Oct 22 (Reuters) - FalconX said on Wednesday it will buy
crypto investment management firm 21shares, as the digital
assets trading firm looks to expand its exchange-traded funds
offerings.
The deal comes just over a month after Wall Street's top
regulator removed the last remaining hurdle to dozens of new
spot ETFs tied to cryptocurrencies ranging from solana to
dogecoin.
The terms of the deal were not disclosed.

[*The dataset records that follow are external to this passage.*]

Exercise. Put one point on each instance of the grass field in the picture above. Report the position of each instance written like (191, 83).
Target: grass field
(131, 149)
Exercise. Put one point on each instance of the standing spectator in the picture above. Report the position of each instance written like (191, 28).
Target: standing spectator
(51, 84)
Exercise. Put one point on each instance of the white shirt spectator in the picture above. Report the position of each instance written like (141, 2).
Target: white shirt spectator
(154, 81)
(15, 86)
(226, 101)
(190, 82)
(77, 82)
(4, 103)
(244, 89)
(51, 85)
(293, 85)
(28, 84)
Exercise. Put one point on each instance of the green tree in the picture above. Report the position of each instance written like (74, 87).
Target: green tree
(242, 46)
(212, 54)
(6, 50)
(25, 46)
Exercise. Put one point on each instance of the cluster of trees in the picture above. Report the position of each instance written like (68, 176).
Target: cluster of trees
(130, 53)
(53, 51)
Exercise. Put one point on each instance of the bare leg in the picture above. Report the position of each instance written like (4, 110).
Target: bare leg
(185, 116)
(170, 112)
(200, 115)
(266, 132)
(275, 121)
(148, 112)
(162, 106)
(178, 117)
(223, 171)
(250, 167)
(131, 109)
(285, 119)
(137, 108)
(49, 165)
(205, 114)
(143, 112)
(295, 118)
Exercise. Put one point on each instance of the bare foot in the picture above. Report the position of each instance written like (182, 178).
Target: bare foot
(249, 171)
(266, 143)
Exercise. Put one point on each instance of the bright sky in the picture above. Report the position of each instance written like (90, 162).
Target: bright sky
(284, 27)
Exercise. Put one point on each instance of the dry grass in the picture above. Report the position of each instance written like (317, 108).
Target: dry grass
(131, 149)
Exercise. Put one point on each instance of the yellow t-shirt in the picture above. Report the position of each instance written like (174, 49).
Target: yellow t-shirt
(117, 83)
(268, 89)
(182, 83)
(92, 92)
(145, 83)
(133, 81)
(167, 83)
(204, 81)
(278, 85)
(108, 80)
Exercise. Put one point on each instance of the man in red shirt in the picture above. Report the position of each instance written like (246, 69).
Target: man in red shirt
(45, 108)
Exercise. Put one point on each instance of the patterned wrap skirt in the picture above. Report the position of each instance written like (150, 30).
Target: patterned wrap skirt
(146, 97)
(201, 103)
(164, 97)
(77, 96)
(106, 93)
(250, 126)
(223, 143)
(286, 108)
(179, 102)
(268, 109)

The Trump administration has aligned itself with the digital
assets sector via long-awaited regulatory clarity, marking a
stark turnaround from the years of struggle and a legal battle
that paved the way for the approval of the first bitcoin ETF in
January 2024.
"We're witnessing a powerful convergence between digital
assets and traditional financial markets, as crypto ETPs
(exchange-traded products) open new channels for investor
participation through regulated, familiar structures," said
FalconX CEO Raghu Yarlagadda.
Founded in 2018 by Hany Rashwan and Ophelia Snyder, 21shares
now manages over $11 billion in assets across dozens of
products.
FalconX plans to leverage 21shares' expertise in crypto ETFs
and its brokerage platform to advance the adoption of digital
asset investment products.
Although updated standards from the Securities and Exchange
Commission are expected to unleash a flurry of crypto ETFs, the
U.S. government shutdown could curb the agency's ability to
review and approve these filings.
Concerns are also mounting over highly leveraged funds
tracking crypto and related companies. Earlier this month, the
sector saw its largest selloff ever after U.S. President Donald
Trump renewed trade tensions with China.
FalconX, which was valued at $8 billion in a 2022 funding
round, has facilitated over $2 trillion in trading volume and
has a client base exceeding 2,000 institutions.